Everything in our experience can be divided in two. After all, that most basic division explains why we have our world of experience in the first place: the primordial world-egg was split in half, or God created heaven and earth, or the Yin and Yang were distinguished — as you please. And this is why we rational animals are so naturally apt to say, “There are two kinds of people.”

And indeed there are:

Those who help us climb and those who hold us down.

Those from whom we learn and those who stifle learning.

Those from whom we gain maturity and those who would keep us as children.

Those who entice us to improve ourselves and those who tempt us out of our better natures.

Those who help us see what we are here for and those who only blind us to what we might have been.

Those who would bottle us and store us as a prize on their shelf and those who would teach us to infuse the world with our pigments.

Those who would pamper and comfort us to death and those who would challenge and sting us to life.

Those who would take pleasure in filling our silence with echoed distractions and those who would suffer pains to siphon all empty noise from our universe.

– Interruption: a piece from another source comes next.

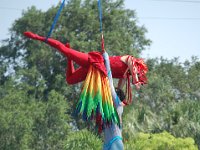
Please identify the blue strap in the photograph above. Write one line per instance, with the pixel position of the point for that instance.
(100, 14)
(109, 144)
(55, 20)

Those whose instinct is to be a friend when we might be useful to them but a stranger when they might be useful to us, and those whose instinct tends the opposite way.

Those who see us as the crowd sees us and respond as the crowd responds, and those who would stand beside us even if all mankind held us at a distance.

Those who crave a window into all our private rooms and those who would shed or draw blood to guard the path to our secret mountaintop.

Those who fill our foreground with straight lines and those who focus our vision on the distant circles.

Those who would enslave our time with chattering business and those who would liberate our eternity with quiet conversation.

In this table of opposites, the first item in each pair represents the great terrestrial weight of humanity, while the second is the rare wisp that may be noticed at all only by the highly sensitive. But as Aristotle says of the highest activity of the rational soul (contemplation), so we might also say with regard to our interactions with other souls:

We must not follow those who advise us, being men, to think of human things, and, being mortal, of mortal things, but must, so far as we can, make ourselves immortal, and strain every nerve to live in accordance with the best thing in us; for even if it be small in bulk, much more does it in power and worth surpass everything.